Yeah, it is windows specific. The problem is that if you open conout$ and the descriptor isn't 1, the buffer doesn't flush normally so the console won't display anything unless you manually flush it.

Now, why would you want to redirect STDOUT to the console in the first place like this? It's in the case where AllocConsole() has been called and since the console is new, STDOUT is directed elsewhere or nowhere. So you can't dup it or restore it or anything like that. In order, to get the normal behavior for the windows console the redirect is needed for STDOUT with fileno=1. But, as far as I can tell, it is impossible to actually do the redirect in python.

Anyway, let me discuss a bit the behavior between C, Python, and Perl w.r.t. to opening files. It'll help clarify where python is lacking in comparison to perl and c. You basically have two different 'flavors' of prototypes between the languages:

  1. handle fd = open(filename, mode)
  2. open(filename, mode, fd)

In C, the first prototype matches 'fopen' and is used to open a file. And the second prototype matches 'freopen' and is used to associate a different file with the an existing file descriptor. Moreover, you can't use stdout as an lvalue so you simply can't redefine it.

In code terms:
stdout = fopen("CONOUT$", "w"); //Invalid lvalue
FILE* file= fopen("CONOUT$", "w"); // Valid fileno=3 to N.
freopen("CONOUT$", "w", stdout); // Valid fileno=1.
freopen("CONOUT$", "w", file); //Valid IFF fd!=0, the value of fd is whatever it was previously.

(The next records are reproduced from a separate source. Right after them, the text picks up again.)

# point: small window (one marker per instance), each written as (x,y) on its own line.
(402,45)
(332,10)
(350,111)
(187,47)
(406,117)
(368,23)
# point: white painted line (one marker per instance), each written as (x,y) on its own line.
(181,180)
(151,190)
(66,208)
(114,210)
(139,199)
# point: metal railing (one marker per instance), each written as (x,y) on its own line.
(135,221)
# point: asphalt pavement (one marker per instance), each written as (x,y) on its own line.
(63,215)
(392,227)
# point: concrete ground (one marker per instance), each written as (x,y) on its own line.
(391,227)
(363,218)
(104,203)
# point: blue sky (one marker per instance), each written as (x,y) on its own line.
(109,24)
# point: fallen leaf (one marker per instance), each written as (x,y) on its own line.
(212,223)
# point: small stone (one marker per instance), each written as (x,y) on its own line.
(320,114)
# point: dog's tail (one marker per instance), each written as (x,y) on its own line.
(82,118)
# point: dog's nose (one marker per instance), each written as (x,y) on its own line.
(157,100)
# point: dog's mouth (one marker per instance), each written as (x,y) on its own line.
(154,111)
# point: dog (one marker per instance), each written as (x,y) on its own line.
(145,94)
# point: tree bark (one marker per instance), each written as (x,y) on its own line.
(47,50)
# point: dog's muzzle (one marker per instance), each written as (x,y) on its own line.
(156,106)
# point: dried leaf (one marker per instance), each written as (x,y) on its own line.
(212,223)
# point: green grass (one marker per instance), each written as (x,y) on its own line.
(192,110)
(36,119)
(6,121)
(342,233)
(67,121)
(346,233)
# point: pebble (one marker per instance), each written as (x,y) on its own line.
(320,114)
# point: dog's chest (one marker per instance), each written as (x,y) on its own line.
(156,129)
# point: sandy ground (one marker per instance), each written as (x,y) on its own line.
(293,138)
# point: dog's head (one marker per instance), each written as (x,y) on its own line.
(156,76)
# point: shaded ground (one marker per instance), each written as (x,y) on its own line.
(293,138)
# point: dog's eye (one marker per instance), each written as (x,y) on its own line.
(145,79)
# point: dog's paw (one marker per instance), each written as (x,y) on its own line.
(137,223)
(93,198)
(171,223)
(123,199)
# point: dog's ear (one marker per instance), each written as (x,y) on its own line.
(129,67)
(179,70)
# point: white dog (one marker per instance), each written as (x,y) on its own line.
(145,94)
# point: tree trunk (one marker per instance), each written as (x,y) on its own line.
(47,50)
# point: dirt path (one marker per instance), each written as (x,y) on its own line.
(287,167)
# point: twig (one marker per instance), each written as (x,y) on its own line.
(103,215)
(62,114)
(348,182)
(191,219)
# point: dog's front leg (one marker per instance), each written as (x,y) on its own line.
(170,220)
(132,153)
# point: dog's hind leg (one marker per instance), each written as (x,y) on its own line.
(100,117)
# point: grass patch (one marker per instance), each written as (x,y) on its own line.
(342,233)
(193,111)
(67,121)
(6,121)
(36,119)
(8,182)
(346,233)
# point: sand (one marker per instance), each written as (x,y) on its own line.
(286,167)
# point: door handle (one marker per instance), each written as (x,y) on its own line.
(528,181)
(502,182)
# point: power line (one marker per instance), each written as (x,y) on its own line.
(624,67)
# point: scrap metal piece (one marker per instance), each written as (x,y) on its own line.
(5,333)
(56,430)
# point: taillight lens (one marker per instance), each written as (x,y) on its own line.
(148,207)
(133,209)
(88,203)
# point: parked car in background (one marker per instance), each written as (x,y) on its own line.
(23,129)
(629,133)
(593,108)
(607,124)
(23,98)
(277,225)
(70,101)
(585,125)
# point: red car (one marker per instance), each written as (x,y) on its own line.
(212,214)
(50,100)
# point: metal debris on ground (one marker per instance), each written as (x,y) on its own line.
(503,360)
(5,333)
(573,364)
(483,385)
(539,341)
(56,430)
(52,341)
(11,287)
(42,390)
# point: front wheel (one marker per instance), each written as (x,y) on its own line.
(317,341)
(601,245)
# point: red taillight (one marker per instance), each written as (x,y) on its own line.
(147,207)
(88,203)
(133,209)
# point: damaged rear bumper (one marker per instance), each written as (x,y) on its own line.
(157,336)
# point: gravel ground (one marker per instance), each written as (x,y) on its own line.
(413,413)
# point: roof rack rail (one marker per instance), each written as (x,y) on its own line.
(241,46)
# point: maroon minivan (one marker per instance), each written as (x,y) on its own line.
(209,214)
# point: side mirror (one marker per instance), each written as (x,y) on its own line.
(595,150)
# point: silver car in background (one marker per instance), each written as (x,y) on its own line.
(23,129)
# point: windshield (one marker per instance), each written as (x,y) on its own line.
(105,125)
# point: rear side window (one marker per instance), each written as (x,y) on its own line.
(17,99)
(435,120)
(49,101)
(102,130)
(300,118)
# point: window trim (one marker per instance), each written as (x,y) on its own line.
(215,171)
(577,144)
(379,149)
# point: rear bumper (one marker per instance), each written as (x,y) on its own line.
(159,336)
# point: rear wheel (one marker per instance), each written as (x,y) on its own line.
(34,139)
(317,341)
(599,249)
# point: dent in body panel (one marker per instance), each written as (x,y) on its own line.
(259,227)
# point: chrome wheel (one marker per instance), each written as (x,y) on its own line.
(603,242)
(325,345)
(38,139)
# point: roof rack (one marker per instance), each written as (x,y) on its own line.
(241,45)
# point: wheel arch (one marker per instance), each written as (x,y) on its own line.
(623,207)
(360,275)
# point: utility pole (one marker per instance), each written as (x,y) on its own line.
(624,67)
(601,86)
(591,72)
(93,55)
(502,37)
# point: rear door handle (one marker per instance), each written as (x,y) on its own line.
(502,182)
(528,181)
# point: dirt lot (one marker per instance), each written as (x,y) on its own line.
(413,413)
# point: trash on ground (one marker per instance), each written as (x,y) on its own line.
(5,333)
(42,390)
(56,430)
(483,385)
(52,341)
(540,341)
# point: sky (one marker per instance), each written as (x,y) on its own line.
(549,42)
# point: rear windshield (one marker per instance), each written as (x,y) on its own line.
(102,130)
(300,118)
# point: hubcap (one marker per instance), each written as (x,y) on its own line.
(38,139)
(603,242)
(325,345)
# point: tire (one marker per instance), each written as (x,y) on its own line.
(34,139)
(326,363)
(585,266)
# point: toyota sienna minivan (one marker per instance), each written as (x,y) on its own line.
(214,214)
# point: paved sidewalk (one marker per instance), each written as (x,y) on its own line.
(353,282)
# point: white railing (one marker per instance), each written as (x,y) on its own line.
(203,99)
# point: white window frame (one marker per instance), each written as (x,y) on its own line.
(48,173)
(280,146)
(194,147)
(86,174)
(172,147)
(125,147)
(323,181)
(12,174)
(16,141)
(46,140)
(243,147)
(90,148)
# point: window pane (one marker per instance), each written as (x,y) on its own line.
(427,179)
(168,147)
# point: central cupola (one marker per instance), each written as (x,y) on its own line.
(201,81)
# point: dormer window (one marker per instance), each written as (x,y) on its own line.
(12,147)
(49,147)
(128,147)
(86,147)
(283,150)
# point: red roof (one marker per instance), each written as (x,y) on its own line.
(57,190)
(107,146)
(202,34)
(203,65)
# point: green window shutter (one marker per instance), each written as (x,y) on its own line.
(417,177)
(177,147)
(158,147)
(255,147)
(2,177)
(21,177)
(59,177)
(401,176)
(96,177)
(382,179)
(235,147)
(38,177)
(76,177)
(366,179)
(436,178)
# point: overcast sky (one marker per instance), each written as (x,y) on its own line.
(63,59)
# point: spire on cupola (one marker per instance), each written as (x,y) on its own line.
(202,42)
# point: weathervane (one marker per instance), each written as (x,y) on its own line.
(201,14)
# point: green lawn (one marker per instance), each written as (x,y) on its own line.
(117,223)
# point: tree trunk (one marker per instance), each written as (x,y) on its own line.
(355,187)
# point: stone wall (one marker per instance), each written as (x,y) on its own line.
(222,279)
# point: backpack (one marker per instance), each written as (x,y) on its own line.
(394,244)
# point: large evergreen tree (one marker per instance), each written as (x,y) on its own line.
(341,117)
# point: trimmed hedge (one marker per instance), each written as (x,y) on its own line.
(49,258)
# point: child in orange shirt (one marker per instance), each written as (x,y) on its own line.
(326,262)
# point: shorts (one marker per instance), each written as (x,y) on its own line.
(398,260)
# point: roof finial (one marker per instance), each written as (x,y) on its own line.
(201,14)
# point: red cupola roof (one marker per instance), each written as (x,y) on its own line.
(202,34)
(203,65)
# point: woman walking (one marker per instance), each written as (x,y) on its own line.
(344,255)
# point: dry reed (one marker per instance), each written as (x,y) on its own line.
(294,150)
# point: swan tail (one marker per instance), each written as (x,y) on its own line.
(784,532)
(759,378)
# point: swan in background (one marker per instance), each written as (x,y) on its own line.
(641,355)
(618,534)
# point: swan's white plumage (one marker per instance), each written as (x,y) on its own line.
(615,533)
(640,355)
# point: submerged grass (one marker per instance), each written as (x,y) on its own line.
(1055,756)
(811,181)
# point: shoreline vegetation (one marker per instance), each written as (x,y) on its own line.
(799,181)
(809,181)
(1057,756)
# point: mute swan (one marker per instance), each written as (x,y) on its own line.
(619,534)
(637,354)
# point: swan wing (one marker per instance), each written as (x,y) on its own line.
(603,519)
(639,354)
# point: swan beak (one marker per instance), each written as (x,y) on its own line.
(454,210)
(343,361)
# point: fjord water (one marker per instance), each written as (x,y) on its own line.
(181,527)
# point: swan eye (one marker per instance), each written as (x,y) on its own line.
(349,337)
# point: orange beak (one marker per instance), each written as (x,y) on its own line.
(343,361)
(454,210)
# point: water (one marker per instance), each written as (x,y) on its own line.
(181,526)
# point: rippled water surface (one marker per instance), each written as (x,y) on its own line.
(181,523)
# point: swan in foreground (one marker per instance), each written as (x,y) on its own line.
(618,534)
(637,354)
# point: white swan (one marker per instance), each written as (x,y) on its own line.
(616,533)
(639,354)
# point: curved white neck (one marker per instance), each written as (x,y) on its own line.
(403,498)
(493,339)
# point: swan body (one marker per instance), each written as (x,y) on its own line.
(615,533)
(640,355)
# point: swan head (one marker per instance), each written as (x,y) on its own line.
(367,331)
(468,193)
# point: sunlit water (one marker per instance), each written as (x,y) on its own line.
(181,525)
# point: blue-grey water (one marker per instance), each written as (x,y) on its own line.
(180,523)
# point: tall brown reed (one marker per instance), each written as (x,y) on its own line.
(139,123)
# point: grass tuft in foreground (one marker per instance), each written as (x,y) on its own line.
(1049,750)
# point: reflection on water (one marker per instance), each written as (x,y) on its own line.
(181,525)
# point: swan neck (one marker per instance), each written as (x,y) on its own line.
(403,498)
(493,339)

In perl the open function is similar to the second prototype mentioned above, but the parameters are backwards. Moreover, It can either be used for new file descriptors or for reusing file descriptors unlike C's version of the second prototype.

In code terms:
open (STDOUT, ">", "CONOUT$"); //Valid fileno=1. Reuses the desciptor number.
open (FILE, ">", "CONOUT$"); //Valid fileno=3 to N. Reuses the fileno if a valid descriptor. Otherwise, creates a new one.

In python, the os.open function matches the first prototype with the exception that it can be used to redirect stdout unlike C's version.

In code terms:
sys.stdout = os.open("CONOUT$", "w"); // Valid fileno=3 to N.

So when you look at the behavior, you'll note that both C and Perl allow you to redirect using an existing descriptor; where as, Python seems to be unable to do this. Normally, it doesn't matter since you can just save stdout ahead of time, but it matters in the case where you don't start with a console (pythonw), or deallocated the console and allocated a new one later on.

As it stands, I don't believe this is fixable without an API extension/change of some sort that would allow passing filehandles... either that or... just making $CONOUT always allocate to 1 regardless. Though the latter would change the behavior for anyone who currently uses CONOUT$ in that it currently needs to be manually flushed to display to the console; where as, it wouldn't with the change.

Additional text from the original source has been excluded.